DUA KORBAN KECEWA ATAS PENANGANAN KASUS DUGAAN PELECEHAN SEKSUAL DI OKU TIMUR

Krimsus86.com, Ogan Komering Ulu Timur, Sumatera Selatan – Dugaan lemahnya penegakan hukum kembali menjadi sorotan publik setelah muncul laporan terkait penanganan kasus pelecehan seksual di wilayah hukum Polres Ogan Komering Ulu (OKU) Timur, Provinsi Sumatera Selatan. Korban berinisial WA mengaku kecewa terhadap proses hukum yang berjalan.

Kepada tim media, Selasa (13/03/2026), WA menyampaikan bahwa dirinya merasa keadilan belum sepenuhnya ditegakkan dalam kasus yang menjerat terduga pelaku berinisial MN. Ia menilai penetapan pasal yang dikenakan kepada tersangka belum mencerminkan keseluruhan perbuatan yang dialaminya.

Berita Lainnya

Berdasarkan keterangan korban, tersangka MN dijerat dengan Pasal 5 Undang-Undang Tindak Pidana Kekerasan Seksual (UU TPKS) Nomor 12 Tahun 2022 terkait pelecehan seksual nonfisik, dengan ancaman pidana penjara maksimal 9 bulan dan/atau denda hingga Rp10 juta.

Namun demikian, korban mengungkapkan bahwa dugaan perbuatan pelaku tidak hanya sebatas pelecehan nonfisik, melainkan juga berupa pengiriman konten pornografi serta pesan tidak senonoh melalui aplikasi WhatsApp. Korban menyebut, pelaku kerap mengirimkan ajakan berhubungan intim yang dinilai merendahkan martabatnya.

“Pelaku berulang kali mengajak melakukan hubungan layaknya suami istri serta mengirimkan konten yang tidak pantas,” ungkap WA.

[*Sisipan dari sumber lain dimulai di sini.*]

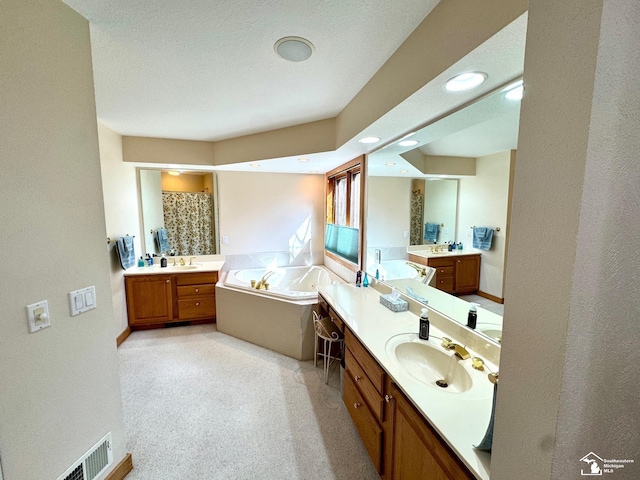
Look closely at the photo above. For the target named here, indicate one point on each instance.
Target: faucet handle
(448, 343)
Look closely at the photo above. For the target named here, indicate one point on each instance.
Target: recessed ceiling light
(294, 49)
(514, 91)
(465, 81)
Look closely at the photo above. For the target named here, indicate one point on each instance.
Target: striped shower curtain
(188, 218)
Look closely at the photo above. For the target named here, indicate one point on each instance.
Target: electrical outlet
(38, 316)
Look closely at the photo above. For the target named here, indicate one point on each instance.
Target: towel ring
(109, 240)
(497, 229)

Atas hal tersebut, korban berpendapat bahwa perbuatan pelaku seharusnya juga dapat dijerat dengan ketentuan perundang-undangan lain, seperti Pasal 27 ayat (1) junto Pasal 45 Undang-Undang Informasi dan Transaksi Elektronik (ITE) yang mengatur larangan distribusi konten bermuatan melanggar kesusilaan, dengan ancaman pidana maksimal 6 tahun penjara dan/atau denda hingga Rp1 miliar.

Selain WA, seorang saksi berinisial TA juga mengaku mengalami perlakuan serupa dari terduga pelaku. TA menyatakan bahwa dirinya pernah diajak melakukan hubungan intim oleh MN, namun menolak ajakan tersebut.

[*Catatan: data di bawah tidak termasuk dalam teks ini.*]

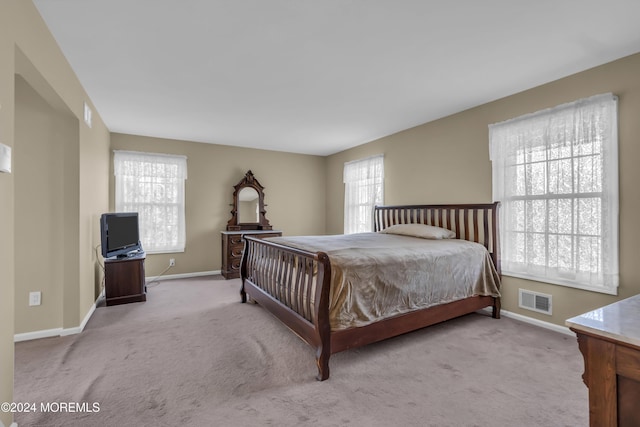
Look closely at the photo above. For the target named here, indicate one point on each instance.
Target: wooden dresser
(232, 246)
(609, 340)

“Saya tidak pernah menuruti ajakan tersebut, namun saya juga mengalami perlakuan yang sama,” ujar TA.

TA menyayangkan bahwa dirinya hanya dijadikan saksi dalam perkara tersebut, bukan sebagai korban, meskipun mengaku mengalami tindakan yang serupa. Menurutnya, hal ini menimbulkan rasa ketidakadilan bagi pihak yang terdampak.

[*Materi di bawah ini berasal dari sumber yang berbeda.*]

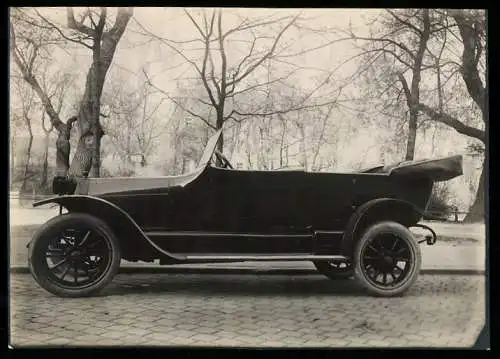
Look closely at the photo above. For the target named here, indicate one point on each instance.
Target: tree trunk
(412, 136)
(220, 143)
(476, 211)
(12, 160)
(26, 167)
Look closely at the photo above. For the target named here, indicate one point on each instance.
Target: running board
(262, 258)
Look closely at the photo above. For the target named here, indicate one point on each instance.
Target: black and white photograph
(248, 177)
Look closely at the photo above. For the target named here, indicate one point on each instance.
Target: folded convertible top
(440, 169)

Baik korban maupun saksi menilai penanganan kasus ini belum maksimal, terlebih hingga saat ini tersangka dikabarkan belum dilakukan penahanan meskipun telah ditetapkan sebagai tersangka oleh pihak kepolisian.

Hingga berita ini disusun, pihak Polres OKU Timur belum memberikan keterangan resmi terkait perkembangan kasus tersebut. Tim media masih berupaya melakukan konfirmasi guna memperoleh informasi yang berimbang.

Kasus ini menjadi perhatian publik dan diharapkan dapat ditangani secara profesional, transparan, serta menjunjung tinggi prinsip keadilan tanpa tebang pilih, sesuai dengan ketentuan hukum yang berlaku di Negara Kesatuan Republik Indonesia (NKRI).